Ia menjelaskan, BPH Migas bertanggung jawab memastikan BBM yang disalurkan kepada masyarakat memenuhi standar mutu yang telah ditetapkan.
Adapun peran Disdagin Kota Tanjungpinang, kata dia, berada pada aspek pengawasan perdagangan, khususnya alat ukur, takaran, dan timbangan (UTTP), serta perlindungan konsumen.

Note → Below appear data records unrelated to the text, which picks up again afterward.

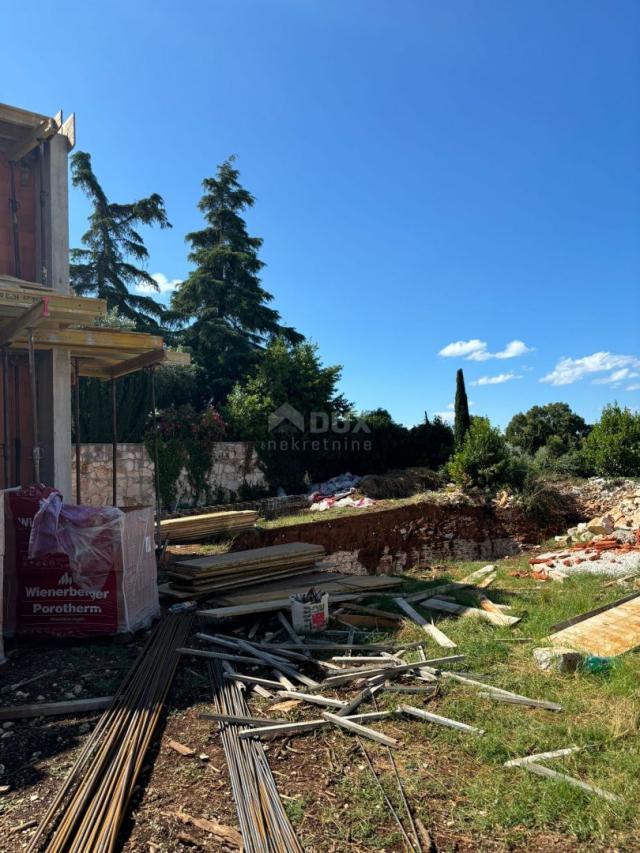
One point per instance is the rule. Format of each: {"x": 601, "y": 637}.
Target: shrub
{"x": 485, "y": 459}
{"x": 612, "y": 448}
{"x": 551, "y": 465}
{"x": 185, "y": 440}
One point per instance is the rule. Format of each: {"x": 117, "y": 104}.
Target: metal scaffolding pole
{"x": 5, "y": 418}
{"x": 34, "y": 407}
{"x": 156, "y": 465}
{"x": 76, "y": 420}
{"x": 114, "y": 442}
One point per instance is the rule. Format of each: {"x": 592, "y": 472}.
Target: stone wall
{"x": 233, "y": 463}
{"x": 414, "y": 536}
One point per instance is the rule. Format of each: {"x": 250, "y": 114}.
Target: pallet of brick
{"x": 194, "y": 528}
{"x": 243, "y": 568}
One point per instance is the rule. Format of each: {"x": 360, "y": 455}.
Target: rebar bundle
{"x": 87, "y": 812}
{"x": 264, "y": 824}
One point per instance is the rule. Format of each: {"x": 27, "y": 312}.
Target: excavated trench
{"x": 394, "y": 539}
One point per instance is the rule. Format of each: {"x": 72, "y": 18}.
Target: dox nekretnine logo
{"x": 329, "y": 431}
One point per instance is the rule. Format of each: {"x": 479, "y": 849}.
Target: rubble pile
{"x": 620, "y": 521}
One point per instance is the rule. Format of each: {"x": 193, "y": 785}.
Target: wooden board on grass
{"x": 606, "y": 633}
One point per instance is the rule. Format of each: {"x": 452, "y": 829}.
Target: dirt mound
{"x": 400, "y": 484}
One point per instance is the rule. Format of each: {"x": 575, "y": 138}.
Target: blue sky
{"x": 439, "y": 185}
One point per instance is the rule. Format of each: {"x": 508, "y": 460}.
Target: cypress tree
{"x": 227, "y": 310}
{"x": 462, "y": 421}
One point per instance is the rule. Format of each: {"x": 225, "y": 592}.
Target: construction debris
{"x": 607, "y": 631}
{"x": 89, "y": 808}
{"x": 558, "y": 659}
{"x": 530, "y": 763}
{"x": 208, "y": 575}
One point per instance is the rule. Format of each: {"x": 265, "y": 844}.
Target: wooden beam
{"x": 428, "y": 627}
{"x": 442, "y": 721}
{"x": 43, "y": 131}
{"x": 29, "y": 318}
{"x": 22, "y": 118}
{"x": 99, "y": 338}
{"x": 46, "y": 709}
{"x": 156, "y": 356}
{"x": 363, "y": 731}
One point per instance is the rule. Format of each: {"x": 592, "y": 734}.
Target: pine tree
{"x": 462, "y": 421}
{"x": 106, "y": 266}
{"x": 222, "y": 300}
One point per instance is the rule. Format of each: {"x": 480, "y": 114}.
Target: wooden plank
{"x": 548, "y": 773}
{"x": 314, "y": 699}
{"x": 358, "y": 729}
{"x": 40, "y": 133}
{"x": 237, "y": 720}
{"x": 521, "y": 700}
{"x": 429, "y": 628}
{"x": 29, "y": 319}
{"x": 201, "y": 653}
{"x": 265, "y": 607}
{"x": 606, "y": 632}
{"x": 461, "y": 610}
{"x": 288, "y": 729}
{"x": 441, "y": 721}
{"x": 543, "y": 756}
{"x": 252, "y": 679}
{"x": 50, "y": 709}
{"x": 391, "y": 671}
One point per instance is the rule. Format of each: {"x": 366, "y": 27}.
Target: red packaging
{"x": 41, "y": 596}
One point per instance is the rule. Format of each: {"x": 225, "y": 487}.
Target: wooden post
{"x": 114, "y": 443}
{"x": 156, "y": 464}
{"x": 5, "y": 417}
{"x": 34, "y": 408}
{"x": 76, "y": 419}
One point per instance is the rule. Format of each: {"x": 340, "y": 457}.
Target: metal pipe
{"x": 43, "y": 224}
{"x": 17, "y": 441}
{"x": 114, "y": 443}
{"x": 156, "y": 463}
{"x": 76, "y": 419}
{"x": 13, "y": 206}
{"x": 5, "y": 418}
{"x": 34, "y": 407}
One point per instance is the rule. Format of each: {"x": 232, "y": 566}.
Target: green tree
{"x": 288, "y": 375}
{"x": 462, "y": 419}
{"x": 612, "y": 447}
{"x": 555, "y": 423}
{"x": 431, "y": 443}
{"x": 484, "y": 459}
{"x": 222, "y": 300}
{"x": 109, "y": 263}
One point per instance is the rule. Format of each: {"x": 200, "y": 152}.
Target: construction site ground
{"x": 455, "y": 782}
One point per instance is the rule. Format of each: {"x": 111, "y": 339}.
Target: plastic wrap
{"x": 84, "y": 533}
{"x": 76, "y": 571}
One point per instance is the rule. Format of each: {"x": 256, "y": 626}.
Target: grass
{"x": 601, "y": 713}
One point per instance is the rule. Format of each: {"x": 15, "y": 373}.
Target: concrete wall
{"x": 233, "y": 463}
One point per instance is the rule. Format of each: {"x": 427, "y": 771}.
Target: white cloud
{"x": 569, "y": 370}
{"x": 476, "y": 350}
{"x": 165, "y": 285}
{"x": 616, "y": 377}
{"x": 514, "y": 349}
{"x": 497, "y": 380}
{"x": 463, "y": 349}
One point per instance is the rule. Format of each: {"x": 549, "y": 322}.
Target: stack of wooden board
{"x": 226, "y": 572}
{"x": 192, "y": 528}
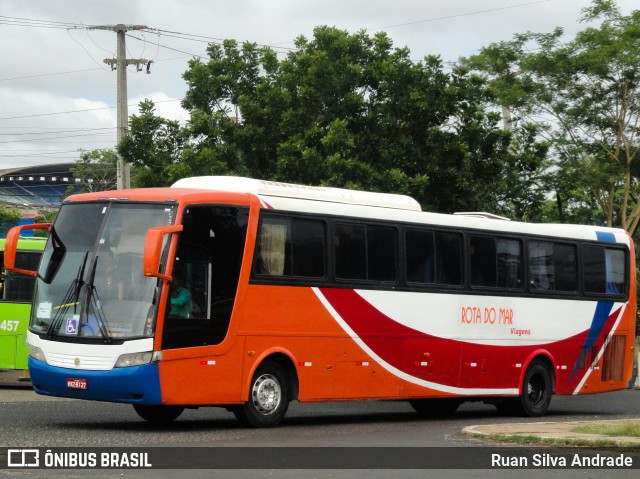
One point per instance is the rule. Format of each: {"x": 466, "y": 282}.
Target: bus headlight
{"x": 133, "y": 359}
{"x": 36, "y": 353}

Meski demikian, Riany menyatakan Disdagin tetap siap memfasilitasi pengaduan masyarakat dengan berkoordinasi bersama instansi teknis terkait, termasuk BPH Migas dan Pertamina, agar penanganan berjalan sesuai ketentuan.
Selain itu, ia menambahkan, pembinaan terhadap stasiun pengisian bahan bakar umum (SPBU) di Kota Tanjungpinang dilakukan secara rutin setiap bulan, terutama terkait peningkatan kualitas pelayanan kepada masyarakat.